Let $M_1 = \struct {A_1, d_1}, M_2 = \struct {A_2, d_2}, \ldots, M_n = \struct {A_n, d_n}$ be metric spaces.

Let $\displaystyle \mathcal A = \prod_{i \mathop = 1}^n A_i$ be the cartesian product of $A_1, A_2, \ldots, A_n$.


The Chebyshev distance on $\displaystyle \mathcal A = \prod_{i \mathop = 1}^n A_i$ is defined as:

$\displaystyle \map {d_\infty} {x, y} = \max_{i \mathop = 1}^n \set {\map {d_i} {x_i, y_i} }$

where $x = \tuple {x_1, x_2, \ldots, x_n}, y = \tuple {y_1, y_2, \ldots, y_n} \in \mathcal A$.


Real Vector Space

This metric is usually encountered in the context of the real vector space $\R^n$:


The Chebyshev distance on $\R^n$ is defined as:

$\displaystyle \map {d_\infty} {x, y}:= \max_{i \mathop = 1}^n \set {\size {x_i - y_i} }$

where $x = \tuple {x_1, x_2, \ldots, x_n}, y = \tuple {y_1, y_2, \ldots, y_n} \in \R^n$.


Also known as

The Chebyshev distance is also known as the maximum metric.

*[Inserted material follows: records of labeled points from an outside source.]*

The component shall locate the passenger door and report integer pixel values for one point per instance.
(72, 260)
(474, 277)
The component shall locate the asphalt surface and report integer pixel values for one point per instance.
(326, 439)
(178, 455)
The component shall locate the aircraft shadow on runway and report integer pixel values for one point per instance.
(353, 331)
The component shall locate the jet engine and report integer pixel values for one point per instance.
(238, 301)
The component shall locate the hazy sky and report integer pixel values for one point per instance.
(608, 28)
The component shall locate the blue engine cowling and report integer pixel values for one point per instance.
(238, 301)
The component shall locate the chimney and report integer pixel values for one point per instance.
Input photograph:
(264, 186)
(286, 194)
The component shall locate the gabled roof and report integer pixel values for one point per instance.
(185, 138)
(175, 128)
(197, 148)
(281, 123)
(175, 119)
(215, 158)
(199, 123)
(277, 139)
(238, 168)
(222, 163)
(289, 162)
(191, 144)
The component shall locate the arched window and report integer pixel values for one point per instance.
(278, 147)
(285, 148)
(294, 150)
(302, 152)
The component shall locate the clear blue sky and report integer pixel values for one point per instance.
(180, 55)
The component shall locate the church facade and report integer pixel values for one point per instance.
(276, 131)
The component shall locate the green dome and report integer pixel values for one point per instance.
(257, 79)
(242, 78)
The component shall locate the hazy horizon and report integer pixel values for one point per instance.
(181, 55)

Another term is the chessboard distance, as it can be illustrated on the real number plane as the number of moves needed by a chess king to travel from one point to the other.


Some sources refer to this as the standard procedure for defining a distance function on a cartesian product of metric spaces.


Also see

  • Results about the Chebyshev distance can be found here.


Source of Name

This entry was named for Pafnuty Lvovich Chebyshev.